If undivided was to enter my high drill classroom, one would see the aim which I hope best expresse the confidence of every Catholic secondary teacher.

It is the painting of the prodigal son by dint of Rembrandt, hanging on the classroom wall. The picture communicates the human condition of emptiness and suffering.

It reminds me of the despair I frequently see on the face of a pupil reeling from the pain of a troubl household or from difficult uncertainty about what the yet to be holds after graduation.

In the parable recorded according to the writer of Luke's history of christ the younger son said to his father, "Give me my share of the thing owned now."

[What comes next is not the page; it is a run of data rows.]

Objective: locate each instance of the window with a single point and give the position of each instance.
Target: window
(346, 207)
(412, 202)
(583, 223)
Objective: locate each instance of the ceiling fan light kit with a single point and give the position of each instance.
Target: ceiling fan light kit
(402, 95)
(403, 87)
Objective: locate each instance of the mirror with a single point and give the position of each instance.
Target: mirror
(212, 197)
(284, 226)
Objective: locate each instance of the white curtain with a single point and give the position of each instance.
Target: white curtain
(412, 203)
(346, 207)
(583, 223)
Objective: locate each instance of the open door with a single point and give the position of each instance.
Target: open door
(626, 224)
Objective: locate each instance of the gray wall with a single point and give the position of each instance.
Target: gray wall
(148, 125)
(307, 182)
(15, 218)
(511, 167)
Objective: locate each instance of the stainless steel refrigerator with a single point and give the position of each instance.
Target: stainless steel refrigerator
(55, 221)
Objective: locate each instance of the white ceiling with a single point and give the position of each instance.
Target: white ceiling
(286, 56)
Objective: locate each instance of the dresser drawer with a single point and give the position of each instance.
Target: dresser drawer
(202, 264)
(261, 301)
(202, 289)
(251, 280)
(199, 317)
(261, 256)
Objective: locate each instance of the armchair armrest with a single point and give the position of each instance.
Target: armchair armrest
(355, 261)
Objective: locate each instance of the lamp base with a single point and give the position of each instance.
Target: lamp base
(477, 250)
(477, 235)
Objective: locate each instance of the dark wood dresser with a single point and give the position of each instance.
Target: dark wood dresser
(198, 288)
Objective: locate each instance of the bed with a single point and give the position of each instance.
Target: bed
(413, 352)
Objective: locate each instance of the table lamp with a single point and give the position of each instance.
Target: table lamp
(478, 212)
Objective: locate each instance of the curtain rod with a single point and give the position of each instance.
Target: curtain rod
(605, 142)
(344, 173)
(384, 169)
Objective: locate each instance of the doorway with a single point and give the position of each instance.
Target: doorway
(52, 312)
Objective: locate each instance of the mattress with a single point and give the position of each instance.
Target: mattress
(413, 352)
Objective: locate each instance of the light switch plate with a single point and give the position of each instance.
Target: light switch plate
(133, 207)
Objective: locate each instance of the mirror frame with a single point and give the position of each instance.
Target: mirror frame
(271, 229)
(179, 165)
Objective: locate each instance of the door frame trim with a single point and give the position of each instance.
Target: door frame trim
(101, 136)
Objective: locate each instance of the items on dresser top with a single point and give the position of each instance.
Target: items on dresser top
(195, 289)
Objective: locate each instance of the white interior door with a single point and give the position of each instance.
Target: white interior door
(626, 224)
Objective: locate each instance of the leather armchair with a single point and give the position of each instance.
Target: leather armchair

The man divided his ownership between his two sons. the couple were given access to their father's wealth. The parable then goe forward to say that after a not many days, the younger son sold his part of the exclusive right and left home with the currency He went to a rural parts far away, where he wasted his wealth in reckless living.

Perhaps he was involved in the activities he would not have been able to achieve away with in his hold community, the same activities that bring fear into the hearts and minds of the parents and teachers of today's high denomination students.



When the son had exhausted all the inherited wealth given to him according to his father, a severe famine spread across the country and he was left without anything. thus he went to work for common of the citizens of the geographical division who sent him out to his farm to take care of the pigs.

Undoubtedly, this was a humbling experience for the son an experience which the other son not at all truly knew, but perhaps an experience which the father may have endur the same time in his own life. After all, Jesus was being prophetic. Prophecy sheds light upon human experience.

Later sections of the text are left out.